15 min prep time, 35 min baking time, serves 8 people
A classic dessert recipe that you can’t go wrong with is Chocolate Cake! This cake uses cocoa powder to give it a consistent chocolatey flavor throughout. On top of that, it stays moist for a good 4-5 days, making it a great dessert to have leftovers of. Whether you eat it plain, dust it with powdered sugar, frost with chocolate ganache, or decorate with nuts or berries, it is truly perfect!
- 3 eggs
- 100 g chocolate
- 2 cups all purpose flour
- 1 cup sugar
- 1 cup sour cream
- 1/2 cup unsweetened cocoa powder
- 1/2 cup vegetable oil
- 1/2 cup almonds, sliced
- 1/2 cup heavy cream
- 1 tbsp baking powder
- 1 tbsp vanilla extract
- 1 tsp baking soda
- Preheat the oven to 350°F/180°C.
- In a bowl, combine the flour, cocoa powder, baking powder, and baking soda.

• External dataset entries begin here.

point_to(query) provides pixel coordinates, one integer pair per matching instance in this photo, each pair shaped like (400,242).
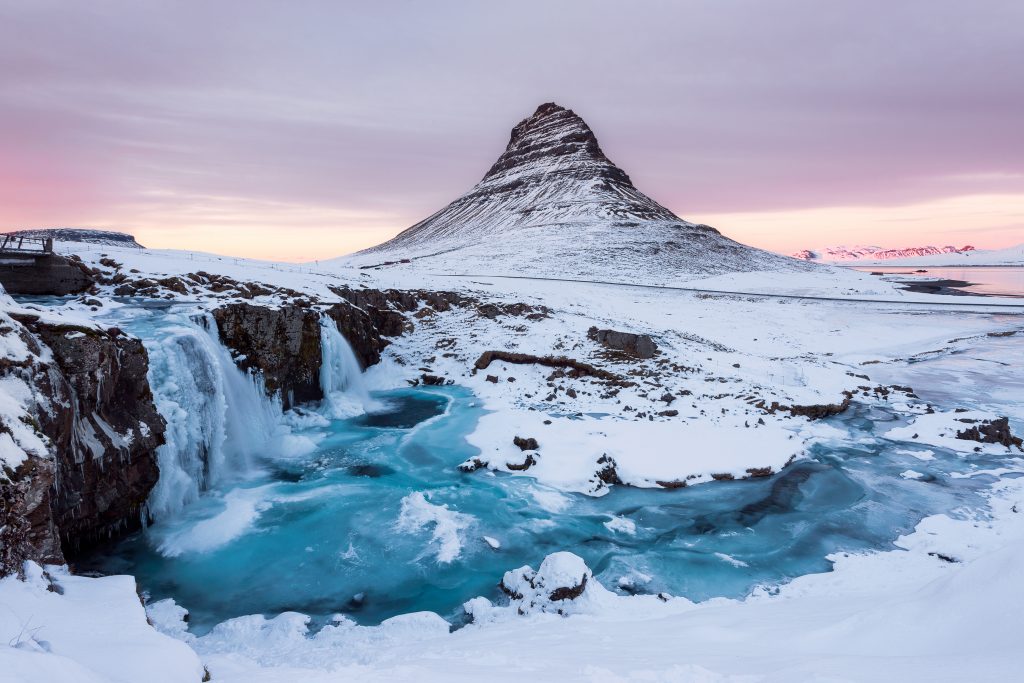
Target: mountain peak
(555,138)
(553,205)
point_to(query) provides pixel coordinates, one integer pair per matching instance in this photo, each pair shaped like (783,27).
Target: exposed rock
(553,183)
(992,431)
(528,461)
(528,443)
(640,346)
(282,344)
(577,368)
(84,236)
(27,528)
(44,274)
(561,586)
(96,431)
(472,465)
(815,412)
(105,435)
(608,473)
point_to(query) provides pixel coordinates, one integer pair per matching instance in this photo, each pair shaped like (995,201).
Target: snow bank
(77,629)
(574,452)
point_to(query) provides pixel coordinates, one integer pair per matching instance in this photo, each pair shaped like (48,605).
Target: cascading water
(217,416)
(345,393)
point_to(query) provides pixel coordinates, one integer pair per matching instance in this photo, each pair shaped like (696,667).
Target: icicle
(345,393)
(218,417)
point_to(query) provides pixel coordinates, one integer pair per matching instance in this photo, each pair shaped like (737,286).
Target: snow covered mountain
(1008,256)
(553,205)
(82,235)
(861,253)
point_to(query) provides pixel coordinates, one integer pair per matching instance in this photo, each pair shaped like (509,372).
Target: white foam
(449,525)
(242,508)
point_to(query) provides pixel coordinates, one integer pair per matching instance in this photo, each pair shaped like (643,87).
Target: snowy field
(940,602)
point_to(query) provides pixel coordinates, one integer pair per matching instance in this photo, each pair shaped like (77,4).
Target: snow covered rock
(83,235)
(554,206)
(641,346)
(563,585)
(78,435)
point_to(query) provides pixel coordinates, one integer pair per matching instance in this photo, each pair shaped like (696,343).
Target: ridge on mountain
(554,205)
(81,235)
(863,252)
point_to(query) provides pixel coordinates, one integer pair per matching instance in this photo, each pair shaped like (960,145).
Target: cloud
(391,110)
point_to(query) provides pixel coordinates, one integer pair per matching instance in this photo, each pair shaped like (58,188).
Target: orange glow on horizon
(284,231)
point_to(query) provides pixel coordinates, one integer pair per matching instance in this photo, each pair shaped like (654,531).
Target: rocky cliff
(282,344)
(80,433)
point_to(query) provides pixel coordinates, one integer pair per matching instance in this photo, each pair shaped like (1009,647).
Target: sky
(308,129)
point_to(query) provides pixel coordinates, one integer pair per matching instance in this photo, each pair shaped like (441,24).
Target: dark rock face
(553,183)
(27,528)
(577,368)
(43,274)
(94,416)
(107,437)
(282,344)
(815,412)
(88,236)
(994,431)
(527,443)
(640,346)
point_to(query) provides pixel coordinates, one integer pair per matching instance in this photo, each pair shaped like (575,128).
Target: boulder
(563,585)
(639,346)
(991,431)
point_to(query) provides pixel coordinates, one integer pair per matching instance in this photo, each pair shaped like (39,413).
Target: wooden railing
(16,244)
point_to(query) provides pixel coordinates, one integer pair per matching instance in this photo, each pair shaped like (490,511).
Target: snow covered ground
(1008,256)
(724,357)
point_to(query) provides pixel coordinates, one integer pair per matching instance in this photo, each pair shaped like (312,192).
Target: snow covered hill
(82,235)
(860,253)
(554,206)
(1008,256)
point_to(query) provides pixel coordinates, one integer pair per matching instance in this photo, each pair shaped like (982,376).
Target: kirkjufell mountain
(554,205)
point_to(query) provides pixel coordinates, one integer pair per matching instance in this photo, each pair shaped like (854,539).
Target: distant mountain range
(554,206)
(88,236)
(865,253)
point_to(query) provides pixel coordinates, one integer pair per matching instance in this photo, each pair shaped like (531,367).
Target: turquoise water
(345,529)
(370,516)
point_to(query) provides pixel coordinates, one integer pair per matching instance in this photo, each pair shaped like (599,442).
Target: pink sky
(301,131)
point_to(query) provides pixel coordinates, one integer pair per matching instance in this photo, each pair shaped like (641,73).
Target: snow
(571,450)
(900,614)
(552,191)
(863,253)
(940,428)
(90,630)
(1008,256)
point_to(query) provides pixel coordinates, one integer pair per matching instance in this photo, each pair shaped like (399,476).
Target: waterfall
(345,393)
(218,417)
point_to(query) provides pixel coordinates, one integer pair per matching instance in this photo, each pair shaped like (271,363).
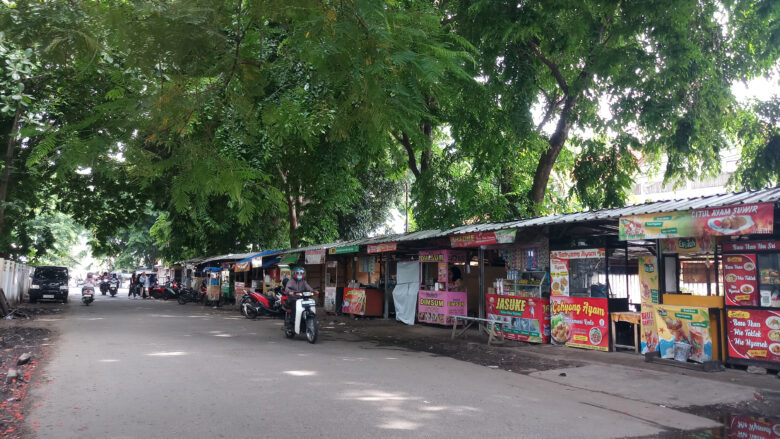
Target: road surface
(127,368)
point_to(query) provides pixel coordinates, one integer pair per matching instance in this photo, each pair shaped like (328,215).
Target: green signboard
(342,250)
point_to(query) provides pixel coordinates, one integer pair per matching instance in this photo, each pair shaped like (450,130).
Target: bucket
(682,351)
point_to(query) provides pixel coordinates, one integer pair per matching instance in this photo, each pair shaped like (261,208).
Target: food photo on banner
(754,334)
(521,318)
(579,322)
(683,328)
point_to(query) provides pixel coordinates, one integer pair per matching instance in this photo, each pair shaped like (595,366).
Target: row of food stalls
(696,278)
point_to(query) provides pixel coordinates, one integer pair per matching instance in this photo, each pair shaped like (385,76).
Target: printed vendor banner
(688,245)
(754,334)
(345,249)
(437,306)
(315,257)
(580,322)
(559,277)
(354,301)
(382,248)
(648,284)
(745,219)
(752,427)
(741,283)
(521,318)
(655,226)
(486,238)
(684,324)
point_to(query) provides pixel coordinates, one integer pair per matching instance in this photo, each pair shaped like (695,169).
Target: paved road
(128,368)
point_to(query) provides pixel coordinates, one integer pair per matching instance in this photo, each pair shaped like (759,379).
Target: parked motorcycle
(113,287)
(87,295)
(168,291)
(103,287)
(255,304)
(302,319)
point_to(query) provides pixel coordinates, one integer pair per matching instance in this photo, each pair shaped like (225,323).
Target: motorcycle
(168,291)
(302,319)
(87,295)
(254,304)
(113,287)
(103,287)
(191,295)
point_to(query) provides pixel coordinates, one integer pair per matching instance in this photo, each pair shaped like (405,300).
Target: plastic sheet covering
(405,292)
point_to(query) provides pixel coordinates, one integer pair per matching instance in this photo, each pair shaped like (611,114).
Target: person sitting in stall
(455,279)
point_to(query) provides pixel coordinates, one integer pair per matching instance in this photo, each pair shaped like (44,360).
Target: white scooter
(87,294)
(303,318)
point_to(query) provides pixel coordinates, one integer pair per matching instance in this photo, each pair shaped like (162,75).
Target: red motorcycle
(255,304)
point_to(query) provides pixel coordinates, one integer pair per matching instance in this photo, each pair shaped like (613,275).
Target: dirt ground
(33,335)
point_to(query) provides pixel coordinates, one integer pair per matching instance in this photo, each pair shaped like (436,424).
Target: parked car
(49,282)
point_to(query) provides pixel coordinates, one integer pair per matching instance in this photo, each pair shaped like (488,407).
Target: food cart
(435,302)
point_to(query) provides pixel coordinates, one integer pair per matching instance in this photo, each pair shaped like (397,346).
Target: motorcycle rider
(297,284)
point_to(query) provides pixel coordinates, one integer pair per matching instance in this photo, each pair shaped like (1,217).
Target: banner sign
(485,238)
(739,273)
(315,257)
(354,301)
(521,318)
(559,267)
(684,324)
(743,219)
(579,322)
(754,334)
(345,249)
(437,306)
(687,245)
(754,428)
(751,246)
(382,248)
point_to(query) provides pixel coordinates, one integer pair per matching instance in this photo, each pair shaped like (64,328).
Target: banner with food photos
(580,322)
(684,324)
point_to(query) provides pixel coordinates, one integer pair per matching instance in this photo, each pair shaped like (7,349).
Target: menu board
(684,324)
(753,427)
(354,301)
(437,306)
(754,334)
(559,277)
(521,318)
(739,272)
(579,322)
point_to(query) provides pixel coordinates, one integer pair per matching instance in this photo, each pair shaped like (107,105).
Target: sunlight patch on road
(300,373)
(166,354)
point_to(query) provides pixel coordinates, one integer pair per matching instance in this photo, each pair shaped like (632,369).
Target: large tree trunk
(547,160)
(8,164)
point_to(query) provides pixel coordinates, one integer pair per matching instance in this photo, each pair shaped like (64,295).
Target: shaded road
(128,368)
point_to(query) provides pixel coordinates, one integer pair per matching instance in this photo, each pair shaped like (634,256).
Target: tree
(664,69)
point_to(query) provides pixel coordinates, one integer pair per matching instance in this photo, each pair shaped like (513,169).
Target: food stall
(435,300)
(364,298)
(579,309)
(751,272)
(686,322)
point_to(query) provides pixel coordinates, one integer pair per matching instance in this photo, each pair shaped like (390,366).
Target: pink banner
(437,306)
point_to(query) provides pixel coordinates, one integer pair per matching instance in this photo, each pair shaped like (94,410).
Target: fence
(14,280)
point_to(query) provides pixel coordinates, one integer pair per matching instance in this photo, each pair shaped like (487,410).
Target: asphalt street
(129,368)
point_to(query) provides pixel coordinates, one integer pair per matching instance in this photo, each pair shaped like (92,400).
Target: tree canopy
(208,126)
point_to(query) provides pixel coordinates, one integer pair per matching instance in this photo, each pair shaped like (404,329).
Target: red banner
(739,272)
(744,219)
(521,318)
(754,334)
(580,322)
(754,428)
(751,246)
(382,248)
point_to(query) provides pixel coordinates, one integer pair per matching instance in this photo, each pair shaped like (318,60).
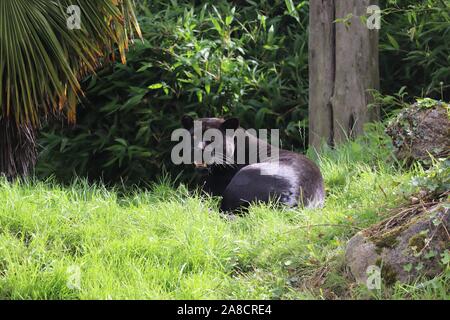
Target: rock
(421,130)
(404,246)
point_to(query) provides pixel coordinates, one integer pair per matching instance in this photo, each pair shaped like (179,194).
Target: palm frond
(42,60)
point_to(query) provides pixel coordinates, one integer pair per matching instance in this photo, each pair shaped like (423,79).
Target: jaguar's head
(212,140)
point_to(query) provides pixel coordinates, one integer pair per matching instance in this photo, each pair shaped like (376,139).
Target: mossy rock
(404,246)
(421,130)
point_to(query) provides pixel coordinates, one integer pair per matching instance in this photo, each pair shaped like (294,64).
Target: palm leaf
(42,60)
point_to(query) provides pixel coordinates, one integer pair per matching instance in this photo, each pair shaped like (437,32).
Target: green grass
(167,243)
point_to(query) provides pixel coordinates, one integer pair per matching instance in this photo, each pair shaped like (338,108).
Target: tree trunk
(343,62)
(18,151)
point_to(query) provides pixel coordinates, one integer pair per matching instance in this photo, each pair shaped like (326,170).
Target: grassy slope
(168,244)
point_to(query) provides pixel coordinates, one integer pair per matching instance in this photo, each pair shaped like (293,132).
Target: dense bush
(245,58)
(206,60)
(414,48)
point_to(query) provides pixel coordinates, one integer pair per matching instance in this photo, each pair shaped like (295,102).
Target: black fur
(298,180)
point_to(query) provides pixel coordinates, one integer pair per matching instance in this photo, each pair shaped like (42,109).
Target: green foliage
(249,61)
(242,58)
(415,54)
(41,59)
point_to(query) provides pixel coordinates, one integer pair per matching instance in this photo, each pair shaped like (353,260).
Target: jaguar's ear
(232,123)
(187,122)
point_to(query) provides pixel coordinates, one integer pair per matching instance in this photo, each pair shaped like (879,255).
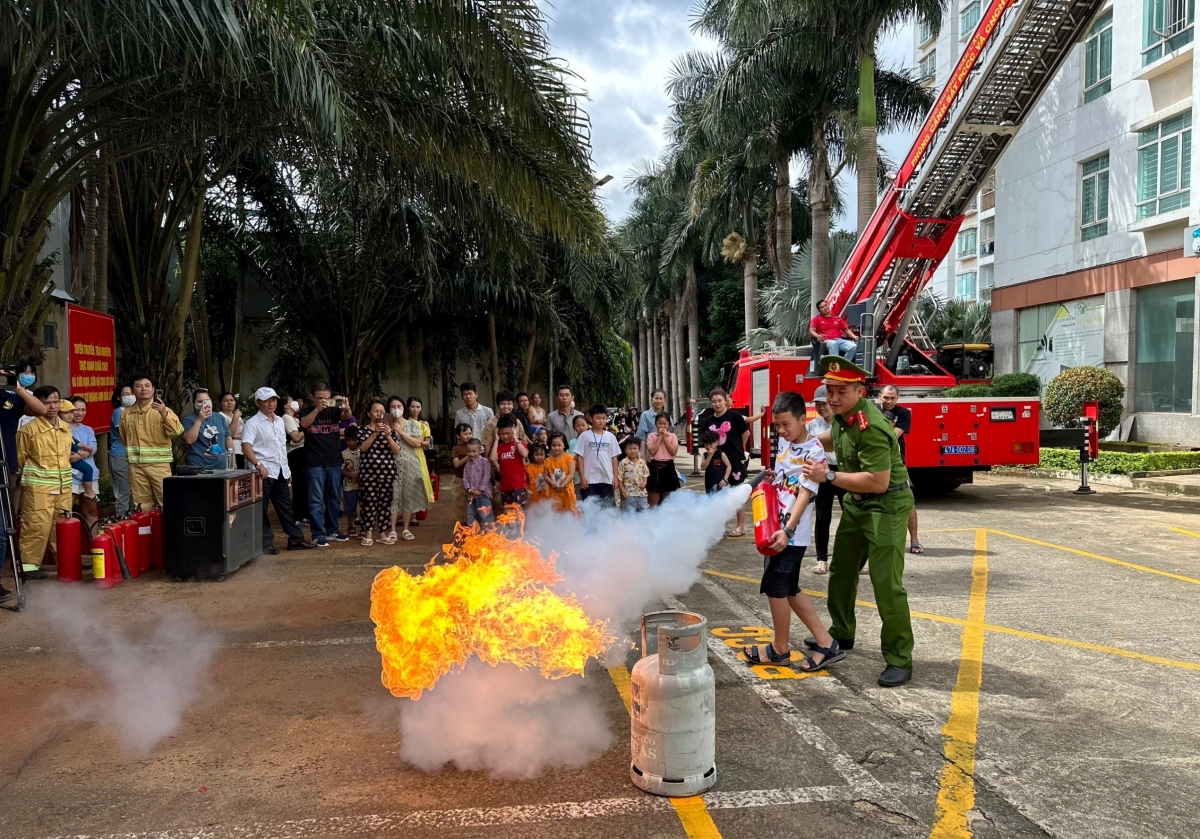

- In another bowl, mix the eggs, sugar, sour cream, vegetable oil, and vanilla extract. Whisk it all together until it is a smooth consistency.
- Combine the dry ingredients from the first bowl to the egg mixture in the second bowl. Mix well into a batter. Add 1/4 cup of the sliced almonds to the batter.
- Transfer the batter to a greased cake pan and place it into a preheated oven to bake for 35 minutes.
- Check the readiness of the chocolate cake with a toothpick. If the toothpick comes out with no batter after poking it, remove it from the oven and let it cool for 25 minutes.
- Place the heavy cream into a separate bowl and warm it up in the microwave for 1 minute. Add the chocolate to the warm heavy cream and mix it, leaving it to melt after. For this recipe we used chocolate chips.
- Pour the chocolate and heavy cream mixture over the cake. Finish up by decorating with the remaining almond slices and strawberries.